Otoritas Jasa Keuangan (OJK) mendefinisikan rekening dormant sebagai akun bank yang tidak mengalami aktivitas debet maupun kredit selama waktu tertentu—selain transaksi yang otomatis dilakukan oleh bank seperti potongan administrasi atau pemberian bunga.
Polemik mengemuka karena status dormant ternyata tidak tercantum sebagai dasar legal untuk melakukan pemblokiran rekening.
Berdasarkan Pasal 28 ayat (3) Undang-Undang Nomor 9 Tahun 2013 tentang Pencegahan dan Pemberantasan Tindak Pidana Pendanaan Terorisme, pemblokiran hanya dapat dilakukan jika identitas pemilik rekening masuk dalam Daftar Terduga Teroris dan Organisasi Teroris (DTTOT) yang ditetapkan Kapolri berdasarkan keputusan Pengadilan Negeri Jakarta Pusat.
Senada dengan itu, Pasal 12 ayat (2) Peraturan PPATK Nomor 18 Tahun 2017 menyatakan bahwa pemblokiran hanya dapat dilakukan jika terdapat dugaan kuat bahwa rekening digunakan untuk menampung hasil kejahatan, menyimpan harta kekayaan hasil tindak pidana, atau didaftarkan dengan dokumen palsu. Dormant, dengan kata lain, bukan alasan yang sah.
Dalam dunia perbankan, status rekening tidak aktif umumnya terjadi karena tidak ada transaksi selama enam hingga dua belas bulan berturut-turut.
Namun ini lebih banyak menyangkut kebijakan internal bank dalam menjaga kehati-hatian dan melindungi nasabah, sebagaimana diatur dalam UU Perlindungan Konsumen dan regulasi OJK.
Sementara itu, PPATK tetap bisa mengambil tindakan pemblokiran asalkan ada indikasi kuat keterlibatan dalam kejahatan finansial.
Berdasarkan Pasal 53 ayat (4) POJK Nomor 8 Tahun 2023, pemblokiran dapat dilakukan oleh penyedia jasa keuangan jika ditemukan kecocokan identitas dengan daftar DTTOT atau daftar Pencegahan Pendanaan Proliferasi Senjata Pemusnah Massal (DPPSPM).
Artinya, status dormant semata tidak cukup menjadi alasan hukum. Jika tidak ditemukan indikasi pelanggaran atau penyalahgunaan, maka rekening yang dibekukan akan kembali diaktifkan.

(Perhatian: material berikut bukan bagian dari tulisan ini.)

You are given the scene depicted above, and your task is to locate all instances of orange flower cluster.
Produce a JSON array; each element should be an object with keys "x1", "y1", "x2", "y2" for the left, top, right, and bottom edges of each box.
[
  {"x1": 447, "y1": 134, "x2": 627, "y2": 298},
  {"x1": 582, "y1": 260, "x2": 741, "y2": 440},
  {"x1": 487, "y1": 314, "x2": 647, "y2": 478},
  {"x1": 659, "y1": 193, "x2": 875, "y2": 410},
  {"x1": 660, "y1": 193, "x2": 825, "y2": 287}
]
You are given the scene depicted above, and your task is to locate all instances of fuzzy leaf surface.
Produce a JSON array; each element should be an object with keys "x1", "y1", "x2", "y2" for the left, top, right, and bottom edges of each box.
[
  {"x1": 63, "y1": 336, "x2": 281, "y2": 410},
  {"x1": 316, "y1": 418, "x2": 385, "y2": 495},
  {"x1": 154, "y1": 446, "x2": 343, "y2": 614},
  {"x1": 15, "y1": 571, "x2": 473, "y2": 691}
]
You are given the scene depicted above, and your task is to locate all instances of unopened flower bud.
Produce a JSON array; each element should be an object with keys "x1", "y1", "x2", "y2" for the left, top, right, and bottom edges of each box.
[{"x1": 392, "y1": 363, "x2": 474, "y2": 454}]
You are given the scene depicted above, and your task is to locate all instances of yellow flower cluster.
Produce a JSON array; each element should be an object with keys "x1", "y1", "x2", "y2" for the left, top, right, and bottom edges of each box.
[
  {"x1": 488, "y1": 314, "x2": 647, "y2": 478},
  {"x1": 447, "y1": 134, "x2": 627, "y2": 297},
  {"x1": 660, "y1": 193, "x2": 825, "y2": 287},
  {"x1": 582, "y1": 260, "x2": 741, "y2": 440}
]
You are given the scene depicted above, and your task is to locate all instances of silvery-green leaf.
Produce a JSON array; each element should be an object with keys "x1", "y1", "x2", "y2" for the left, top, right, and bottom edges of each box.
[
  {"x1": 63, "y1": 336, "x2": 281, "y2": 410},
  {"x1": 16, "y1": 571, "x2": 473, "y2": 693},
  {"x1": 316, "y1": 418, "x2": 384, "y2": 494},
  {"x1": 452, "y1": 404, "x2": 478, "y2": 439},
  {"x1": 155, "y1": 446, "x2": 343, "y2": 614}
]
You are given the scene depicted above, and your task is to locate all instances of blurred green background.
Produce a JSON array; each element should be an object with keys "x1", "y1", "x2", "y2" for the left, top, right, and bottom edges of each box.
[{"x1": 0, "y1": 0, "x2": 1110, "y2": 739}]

Akses ke rekening tetap terbuka untuk proses aktivasi ulang, dan nasabah dapat mengajukan keberatan melalui laman resmi PPATK.
Nasabah juga disarankan memantau status rekening mereka melalui kanal resmi bank, seperti aplikasi mobile banking, ATM, atau mengunjungi kantor cabang terdekat.